From this consultation, CEDR has produced "GRACED – Questions for any HR Department prior to starting an investigation”
CEDR’s Questions for any investigation prior to commencement © CEDR 2016
The checklist is intended to aid with decision making prior to starting an investigation and help focus on what the purpose of the investigation is going to be, consider alternative process options and think about outcomes and how to make changes from the start of the investigation.
If emphasis is given to the above, we believe an investigation is likely to be more successful.

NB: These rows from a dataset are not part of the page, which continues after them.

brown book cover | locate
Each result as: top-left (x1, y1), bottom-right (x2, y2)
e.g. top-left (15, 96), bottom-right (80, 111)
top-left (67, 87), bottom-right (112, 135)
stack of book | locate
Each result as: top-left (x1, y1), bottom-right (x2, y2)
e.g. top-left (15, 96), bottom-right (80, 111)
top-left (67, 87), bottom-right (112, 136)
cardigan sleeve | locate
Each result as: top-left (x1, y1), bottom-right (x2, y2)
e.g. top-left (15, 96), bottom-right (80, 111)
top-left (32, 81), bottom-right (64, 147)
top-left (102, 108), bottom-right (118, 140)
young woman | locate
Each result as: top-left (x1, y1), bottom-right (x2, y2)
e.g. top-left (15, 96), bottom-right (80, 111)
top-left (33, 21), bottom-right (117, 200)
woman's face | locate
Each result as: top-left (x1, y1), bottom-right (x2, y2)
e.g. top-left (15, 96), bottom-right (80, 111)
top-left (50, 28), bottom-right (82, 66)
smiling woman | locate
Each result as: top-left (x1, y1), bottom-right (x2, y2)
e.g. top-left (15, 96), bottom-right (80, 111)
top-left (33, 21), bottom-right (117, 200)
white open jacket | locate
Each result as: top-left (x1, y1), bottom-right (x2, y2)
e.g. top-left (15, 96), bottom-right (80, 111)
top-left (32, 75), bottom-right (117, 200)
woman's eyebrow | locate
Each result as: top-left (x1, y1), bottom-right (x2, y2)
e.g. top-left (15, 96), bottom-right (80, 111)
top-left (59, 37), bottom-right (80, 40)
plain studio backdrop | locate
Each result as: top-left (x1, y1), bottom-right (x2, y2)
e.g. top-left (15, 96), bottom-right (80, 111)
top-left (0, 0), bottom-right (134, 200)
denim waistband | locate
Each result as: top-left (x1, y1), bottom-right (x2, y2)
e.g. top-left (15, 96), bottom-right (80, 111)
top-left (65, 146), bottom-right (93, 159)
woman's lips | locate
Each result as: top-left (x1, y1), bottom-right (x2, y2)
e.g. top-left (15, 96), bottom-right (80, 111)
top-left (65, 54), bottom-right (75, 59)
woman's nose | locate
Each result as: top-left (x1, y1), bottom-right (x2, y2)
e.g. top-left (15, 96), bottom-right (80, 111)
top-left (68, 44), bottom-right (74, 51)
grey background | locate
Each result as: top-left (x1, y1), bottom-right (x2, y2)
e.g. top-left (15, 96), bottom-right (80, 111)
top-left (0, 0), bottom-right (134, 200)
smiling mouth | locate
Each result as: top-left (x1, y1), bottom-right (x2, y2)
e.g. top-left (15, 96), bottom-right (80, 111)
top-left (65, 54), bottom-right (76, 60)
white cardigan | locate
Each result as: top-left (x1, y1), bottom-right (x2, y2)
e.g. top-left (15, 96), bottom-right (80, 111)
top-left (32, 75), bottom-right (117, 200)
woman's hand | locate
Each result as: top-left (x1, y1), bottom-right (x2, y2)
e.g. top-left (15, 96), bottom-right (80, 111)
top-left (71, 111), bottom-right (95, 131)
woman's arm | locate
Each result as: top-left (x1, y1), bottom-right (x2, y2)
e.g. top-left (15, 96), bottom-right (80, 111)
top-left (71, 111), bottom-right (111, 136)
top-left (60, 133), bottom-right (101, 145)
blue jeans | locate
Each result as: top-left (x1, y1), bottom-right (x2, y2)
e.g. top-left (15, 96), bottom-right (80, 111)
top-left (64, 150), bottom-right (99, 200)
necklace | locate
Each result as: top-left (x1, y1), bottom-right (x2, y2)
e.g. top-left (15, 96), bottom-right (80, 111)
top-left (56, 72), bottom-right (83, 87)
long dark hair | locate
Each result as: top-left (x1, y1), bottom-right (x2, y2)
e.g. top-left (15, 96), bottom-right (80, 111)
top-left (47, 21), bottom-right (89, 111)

For more information and detailed results of the investigation, the full report can be found here: https://www.cedr.com/docslib/CEDR_Report_Human_Resources_Based_Investigations_2016.pdf
The GRACED model can be downloaded here: https://www.cedr.com/docslib/GRACED_Jan_2016.pdf
Why CEDR’s research was conducted
As part of CEDR’s thought leadership work into reforming the processes of investigations and reviews, following on from CEDR’s three-year project to reform the Public Inquiry process, we have investigated the time and resources that organisations put into investigations; the nature of investigations undertaken by internal and external investigating teams; and the efficacy of the recommendations and review process. Alongside this survey work, CEDR has also consulted with a group of HR professionals about their qualitative experiences of the investigations process as well as analysing the work that CEDR itself frequently undertakes as an external provider of internal investigation services.